Even with a truly harmful leak, the Justice Department has a duty under its own self-imposed guidelines to try every other way to find the leaker -- and to limit its search to facts essential to solving the case. Deputy Attorney General James M. Cole said it abided by those restrictions. In a letter to AP, he said prosecutors went so far as "conducting over 550 interviews and reviewing tens of thousands of documents, before seeking the toll records at issue."
Barack Obama has been more intent on plugging leaks than past presidents, notwithstanding his promises of greater transparency. Critics note that in his first term he prosecuted twice as many leakers as all previous presidents.
Small numbers can deceive, though. The total number of prosecutions under him is six. According to Columbia University law professor David Pozen, that number amounts to 0.3 percent of the leaks referred to the Justice Department for possible criminal action.

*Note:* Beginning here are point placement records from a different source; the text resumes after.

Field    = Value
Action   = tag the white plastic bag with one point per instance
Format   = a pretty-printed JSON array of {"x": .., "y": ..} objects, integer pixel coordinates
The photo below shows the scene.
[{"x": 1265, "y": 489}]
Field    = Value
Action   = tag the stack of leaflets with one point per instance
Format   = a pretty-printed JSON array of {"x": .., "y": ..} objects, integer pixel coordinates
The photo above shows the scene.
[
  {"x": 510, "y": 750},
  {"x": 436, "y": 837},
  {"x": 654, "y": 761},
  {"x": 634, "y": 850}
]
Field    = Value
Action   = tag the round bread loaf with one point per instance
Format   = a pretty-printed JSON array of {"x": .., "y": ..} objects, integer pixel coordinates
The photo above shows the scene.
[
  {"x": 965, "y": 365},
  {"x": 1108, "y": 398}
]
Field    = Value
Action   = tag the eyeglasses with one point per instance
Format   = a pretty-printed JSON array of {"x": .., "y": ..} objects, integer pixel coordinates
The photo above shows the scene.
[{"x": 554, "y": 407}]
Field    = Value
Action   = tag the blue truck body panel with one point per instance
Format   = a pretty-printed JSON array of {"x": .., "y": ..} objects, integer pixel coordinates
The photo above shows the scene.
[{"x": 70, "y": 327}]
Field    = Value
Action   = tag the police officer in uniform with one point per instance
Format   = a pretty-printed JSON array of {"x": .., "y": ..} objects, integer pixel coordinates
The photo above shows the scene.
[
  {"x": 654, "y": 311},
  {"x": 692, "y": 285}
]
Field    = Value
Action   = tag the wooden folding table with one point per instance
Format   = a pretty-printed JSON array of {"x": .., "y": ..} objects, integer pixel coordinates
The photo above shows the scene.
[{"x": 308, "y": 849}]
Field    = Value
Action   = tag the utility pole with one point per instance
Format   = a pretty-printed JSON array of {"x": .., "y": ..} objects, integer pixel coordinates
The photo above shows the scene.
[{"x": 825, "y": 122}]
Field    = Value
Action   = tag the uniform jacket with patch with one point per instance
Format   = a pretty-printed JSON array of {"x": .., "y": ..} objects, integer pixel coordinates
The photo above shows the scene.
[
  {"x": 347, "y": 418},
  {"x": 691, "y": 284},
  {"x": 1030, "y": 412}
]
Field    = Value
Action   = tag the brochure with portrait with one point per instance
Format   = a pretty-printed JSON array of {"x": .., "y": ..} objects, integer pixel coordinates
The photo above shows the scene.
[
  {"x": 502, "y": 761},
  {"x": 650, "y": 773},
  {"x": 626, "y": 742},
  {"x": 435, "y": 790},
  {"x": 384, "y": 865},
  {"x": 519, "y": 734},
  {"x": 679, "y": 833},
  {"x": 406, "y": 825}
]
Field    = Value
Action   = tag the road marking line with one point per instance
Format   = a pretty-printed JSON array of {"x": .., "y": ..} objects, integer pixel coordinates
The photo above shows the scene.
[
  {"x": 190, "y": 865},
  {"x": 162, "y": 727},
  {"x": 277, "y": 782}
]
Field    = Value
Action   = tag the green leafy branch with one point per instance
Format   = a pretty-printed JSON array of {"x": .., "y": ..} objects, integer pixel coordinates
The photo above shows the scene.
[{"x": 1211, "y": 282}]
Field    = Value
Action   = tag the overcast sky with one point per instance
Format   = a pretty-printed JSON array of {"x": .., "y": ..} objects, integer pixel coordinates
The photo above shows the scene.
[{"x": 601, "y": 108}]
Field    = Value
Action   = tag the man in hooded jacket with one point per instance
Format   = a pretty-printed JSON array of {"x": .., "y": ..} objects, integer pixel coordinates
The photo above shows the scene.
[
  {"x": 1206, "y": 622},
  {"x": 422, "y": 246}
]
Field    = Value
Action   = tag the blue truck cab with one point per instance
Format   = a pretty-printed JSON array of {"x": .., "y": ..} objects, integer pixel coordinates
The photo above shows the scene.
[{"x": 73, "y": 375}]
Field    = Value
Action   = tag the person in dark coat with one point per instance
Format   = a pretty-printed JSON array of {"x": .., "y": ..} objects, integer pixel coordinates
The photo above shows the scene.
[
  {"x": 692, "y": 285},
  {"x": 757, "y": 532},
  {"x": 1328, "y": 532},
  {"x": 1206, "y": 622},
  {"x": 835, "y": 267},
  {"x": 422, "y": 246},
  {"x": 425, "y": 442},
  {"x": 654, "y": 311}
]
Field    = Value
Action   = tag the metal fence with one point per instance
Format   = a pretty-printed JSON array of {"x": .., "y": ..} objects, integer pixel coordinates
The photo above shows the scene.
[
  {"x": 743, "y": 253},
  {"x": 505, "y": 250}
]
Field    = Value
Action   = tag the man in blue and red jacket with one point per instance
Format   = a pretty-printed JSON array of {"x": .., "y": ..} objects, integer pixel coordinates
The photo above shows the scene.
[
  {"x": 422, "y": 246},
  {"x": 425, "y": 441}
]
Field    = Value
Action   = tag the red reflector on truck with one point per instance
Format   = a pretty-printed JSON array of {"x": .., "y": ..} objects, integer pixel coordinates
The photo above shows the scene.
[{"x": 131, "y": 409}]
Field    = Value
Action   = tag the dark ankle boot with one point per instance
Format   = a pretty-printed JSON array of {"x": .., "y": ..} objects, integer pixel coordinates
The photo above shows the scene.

But there are grounds for anxiety. As we have learned -- or relearned -- from the conduct of the Internal Revenue Service in targeting tea party groups, we can't blindly trust government employees to follow the rules. The problem with the seizure of AP's phone records is that we have only the investigators' word that they didn't abuse their power.
For that, we can put some blame on the Supreme Court. It has long taken the bizarre view that information shared with "third parties," like phone records and bank statements, is not private, since you've already divulged it to strangers at Verizon and Citigroup.
As a result, police and prosecutors can get this kind of stuff without having to persuade a judge to grant a search warrant -- a requirement that would help keep law enforcement on the straight and narrow. Holder's defense would be far more reassuring if a federal court had agreed this subpoena was the sole way to get information critical to national security.
Maybe someday the Supreme Court will recognize that technological advances have made a joke of its approach to privacy. In the meantime, though, there is no reason an administration committed to a free press can't propose legislation to mandate outside scrutiny of such steps.
The administration, in fact, announced Wednesday it would support a federal "press shield" law that would limit the circumstances under which a reporter may be forced to disclose information -- including, possibly, phone and email records. If investigators wanted such documents, they'd have to get a judge to agree.
Good idea. Holder and his subordinates may be models of humility and self-restraint in carrying out their duties. But right now, the AP and the public could be excused for saying: Let's not take that on faith.